# Derringer COP 357



## jb1023 (Jul 15, 2008)

My wife just saw a Derringer COP 357 on TV and really liked the look and size of the gun. I know the gun is not manufactured anymore so before I spend any time and gas looking for a used one for her to hold/feel I wanted to see if anybody had any experience with this gun? As with 357 revolvers, can this gun also shoot 38 spec ammo?

She was trained to shoot by her dad using revolvers and has not been able to automatically adjust her grip for a pistol so I got her a Ruger SP 101. She really likes it but now she wants to look at this gun also.

Thanks in advance for your input.


----------



## Steve M1911A1 (Feb 6, 2008)

As far as I know, anything that handles .357 Magnum will also safely handle .38 Special. The cases are exactly the same in every detail except for length, so the .38 Special will chamber and function properly in a .357 Magnum (but not the other way 'round, of course).

The COP 357 is still made, I believe, by the American Derringer Corporation.
See: http://www.amderringer.com/first.html
Beware, however...If I'm correct in saying that they still make it, it's a custom-order product, and it's pretty expensive.


----------



## jb1023 (Jul 15, 2008)

Steve M1911A1 said:


> The COP 357 is still made, I believe, by the American Derringer Corporation.
> See: http://www.amderringer.com/first.html
> Beware, however...If I'm correct in saying that they still make it, it's a custom-order product, and it's pretty expensive.
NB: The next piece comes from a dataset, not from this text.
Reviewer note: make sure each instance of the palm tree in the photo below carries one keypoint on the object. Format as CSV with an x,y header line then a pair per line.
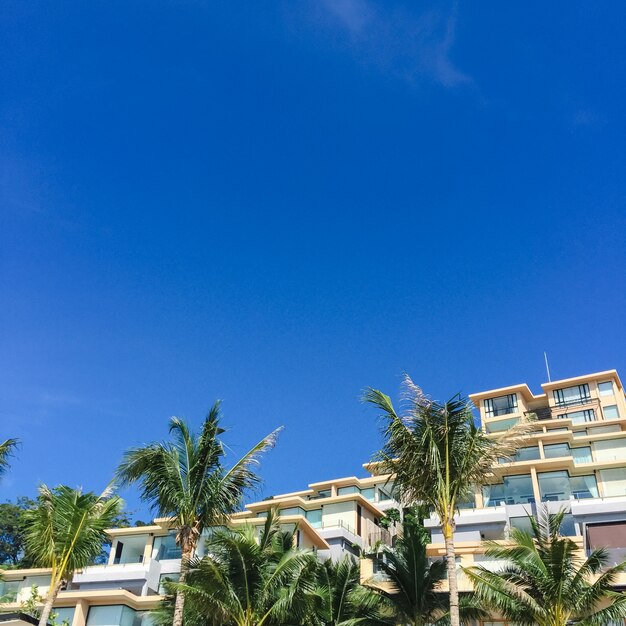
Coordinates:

Thank you very much for the info. I don't see the COP listed on their site so I sent them an email requesting info. I will post their reply once I get it just in case there are any others interested in this gun.


----------



## WoodLark (Jun 13, 2008)

I think I remember some reviews of this gun from a few years ago. Two comments were that it had an unholy recoil (they were shooting .357's) since it is a fairly light gun. The other (and this may or may not be a concern) was that there is no way to tell which barrel will fire. On the up side, I believe theyfelt it was very well made.


----------